Francis encouraged the industry chiefs to reduce fossil fuel use and work to achieve the goals of the 2015 Paris Agreement to limit climate change caused by carbon dioxide emission and greenhouse gases.

Environmental degradation and climate change hurt the poor most of all, he said, telling the group to consider the impact of their economic decisions.

“The transition to accessible and clean energy is a duty that we owe towards millions of our brothers and sisters around the world, poorer countries and generations yet to come,” he said.

“There is no time to lose: We received the Earth as a garden home from the Creator; let us not pass it on to future generations as a wilderness,” the Pope added, quoting from his seminal papal document on climate change, “Laudato Si.”

Under increasing pressure from environmental groups and many lawmakers, some oil and gas companies are attempting to show a “greener” face by investing in renewable energy.

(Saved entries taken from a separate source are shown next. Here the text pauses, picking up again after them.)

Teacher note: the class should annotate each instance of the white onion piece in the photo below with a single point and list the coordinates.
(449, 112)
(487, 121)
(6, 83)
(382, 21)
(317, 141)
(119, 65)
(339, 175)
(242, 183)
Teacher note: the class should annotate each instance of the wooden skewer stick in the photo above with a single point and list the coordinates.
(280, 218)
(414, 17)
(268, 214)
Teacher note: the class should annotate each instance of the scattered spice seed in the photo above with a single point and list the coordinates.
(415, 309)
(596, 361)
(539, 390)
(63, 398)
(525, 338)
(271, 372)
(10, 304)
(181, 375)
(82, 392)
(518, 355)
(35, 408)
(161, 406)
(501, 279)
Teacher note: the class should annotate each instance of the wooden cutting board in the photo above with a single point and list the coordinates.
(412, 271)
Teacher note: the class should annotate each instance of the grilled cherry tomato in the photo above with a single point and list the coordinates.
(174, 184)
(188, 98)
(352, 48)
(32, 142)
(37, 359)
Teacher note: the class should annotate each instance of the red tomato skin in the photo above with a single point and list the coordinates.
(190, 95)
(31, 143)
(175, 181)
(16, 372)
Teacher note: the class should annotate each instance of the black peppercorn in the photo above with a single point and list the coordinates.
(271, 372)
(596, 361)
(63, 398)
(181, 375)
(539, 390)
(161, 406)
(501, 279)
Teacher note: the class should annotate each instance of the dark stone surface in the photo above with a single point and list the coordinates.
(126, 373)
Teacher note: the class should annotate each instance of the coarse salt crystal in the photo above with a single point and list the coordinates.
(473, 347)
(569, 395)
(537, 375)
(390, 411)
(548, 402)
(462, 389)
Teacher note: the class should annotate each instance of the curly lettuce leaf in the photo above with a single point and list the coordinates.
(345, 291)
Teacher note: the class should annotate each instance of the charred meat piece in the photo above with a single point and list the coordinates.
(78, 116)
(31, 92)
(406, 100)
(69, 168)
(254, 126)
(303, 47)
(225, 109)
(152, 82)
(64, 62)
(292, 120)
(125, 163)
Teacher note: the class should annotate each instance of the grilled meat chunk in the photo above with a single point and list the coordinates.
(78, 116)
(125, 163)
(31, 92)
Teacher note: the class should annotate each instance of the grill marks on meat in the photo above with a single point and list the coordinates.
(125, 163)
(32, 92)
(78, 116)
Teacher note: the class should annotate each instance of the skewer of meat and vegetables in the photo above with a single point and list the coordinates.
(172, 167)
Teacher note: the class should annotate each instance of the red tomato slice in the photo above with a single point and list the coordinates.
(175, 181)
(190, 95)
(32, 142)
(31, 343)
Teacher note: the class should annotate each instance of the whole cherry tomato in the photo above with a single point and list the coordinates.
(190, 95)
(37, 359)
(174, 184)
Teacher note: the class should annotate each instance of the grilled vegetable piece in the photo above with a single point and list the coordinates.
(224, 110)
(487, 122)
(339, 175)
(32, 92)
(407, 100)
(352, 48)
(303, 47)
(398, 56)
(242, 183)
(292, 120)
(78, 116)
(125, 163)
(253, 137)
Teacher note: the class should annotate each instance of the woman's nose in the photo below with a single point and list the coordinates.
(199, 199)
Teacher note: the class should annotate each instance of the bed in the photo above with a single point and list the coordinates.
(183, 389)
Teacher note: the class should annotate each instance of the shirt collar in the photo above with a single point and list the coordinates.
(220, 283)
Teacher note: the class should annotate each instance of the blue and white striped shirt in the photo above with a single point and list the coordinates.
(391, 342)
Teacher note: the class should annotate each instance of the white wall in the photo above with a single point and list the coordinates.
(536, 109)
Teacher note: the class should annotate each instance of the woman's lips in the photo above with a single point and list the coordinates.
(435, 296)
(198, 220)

The Vatican’s conference, called Energy Transition and the Care for Our Common Home, was a closed-door meeting, jointly sponsored by the Vatican and Notre Dame University.

Representatives from Italian multinational oil and gas company ENI, hedge fund BlackRock and the California Public Employees’ Retirement System, or CalPERS, a California government agency that manages the largest public pension fund in the United States, were also among those present.

The Paris Agreement — from which President Donald Trump withdrew the United States in 2017 — set out a global action plan to reduce greenhouse gas emissions and keep the global average temperature below 2 degrees Celsius (3.6 degrees Fahrenheit) over pre-industrial levels.